In the sense of employee turnover, the term describes the number of times the staff members are replaced within a given period. At a company with 30 employees where 15 leave each quarter, turnover is high. Conversely, if one employee leaves every five years, the company has low turnover and overall longevity. This form of company turnover is usually viewed most favorably when it is low, because this suggests the company is a pleasant place to work and employees do not wish to leave.
Some regions use this term to describe overall revenues. High company turnover indicates large sales volume, while low turnover can imply the company has difficulty moving products and services. One advantage to accounting from a turnover perspective is the ability to account for a company that sells in small volume, but at high value. Hearing that a company landed one sale for the year is not very impressive, unless that sale happens to be something like a very expensive cruise ship and the company actually has a very respectable turnover rate.
Another form of company turnover is asset turnover, where accountants look at how efficiently a company uses assets. This is determined by dividing total revenue by the value of assets. High asset turnover shows that companies move assets through quickly to make them profitable, while low turnover illustrates that the company retains them. This is not necessarily a sign of economic problems, however, as a company may be focused on an investment and growth period to improve revenues in the future.

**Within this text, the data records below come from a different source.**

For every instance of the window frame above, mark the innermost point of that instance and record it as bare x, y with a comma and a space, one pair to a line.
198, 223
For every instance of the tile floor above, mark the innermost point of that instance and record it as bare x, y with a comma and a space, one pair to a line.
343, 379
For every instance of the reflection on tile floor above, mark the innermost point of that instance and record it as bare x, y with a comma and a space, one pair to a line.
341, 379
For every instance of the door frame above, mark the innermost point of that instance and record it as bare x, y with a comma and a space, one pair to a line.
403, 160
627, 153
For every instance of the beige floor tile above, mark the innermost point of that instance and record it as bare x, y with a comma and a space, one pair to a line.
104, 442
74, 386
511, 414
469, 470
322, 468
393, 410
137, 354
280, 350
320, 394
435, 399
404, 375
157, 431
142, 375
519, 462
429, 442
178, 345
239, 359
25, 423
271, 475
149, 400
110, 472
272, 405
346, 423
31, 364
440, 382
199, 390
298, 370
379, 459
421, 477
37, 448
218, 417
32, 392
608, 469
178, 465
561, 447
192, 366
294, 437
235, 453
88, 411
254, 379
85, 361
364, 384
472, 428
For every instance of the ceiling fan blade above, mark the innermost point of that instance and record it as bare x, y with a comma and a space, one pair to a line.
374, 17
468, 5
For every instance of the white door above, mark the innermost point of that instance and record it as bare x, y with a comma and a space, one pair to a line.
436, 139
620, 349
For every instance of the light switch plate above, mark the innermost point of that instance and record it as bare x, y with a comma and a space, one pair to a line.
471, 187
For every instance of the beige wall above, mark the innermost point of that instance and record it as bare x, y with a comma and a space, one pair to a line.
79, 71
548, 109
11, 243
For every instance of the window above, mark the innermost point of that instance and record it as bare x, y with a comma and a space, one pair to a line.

In discussions of company turnover, it is important to find out what is meant by this term, because it can be so variable. Sometimes this is evident from context; in discussions about employment conditions, for example, people usually mean employee turnover when they discuss the turnover rate. If the meaning is not evident, it may be advisable to ask for clarification. It can also help to find out what kinds of measures are being used to calculate turnover, as this may have an impact on the meaning of the data.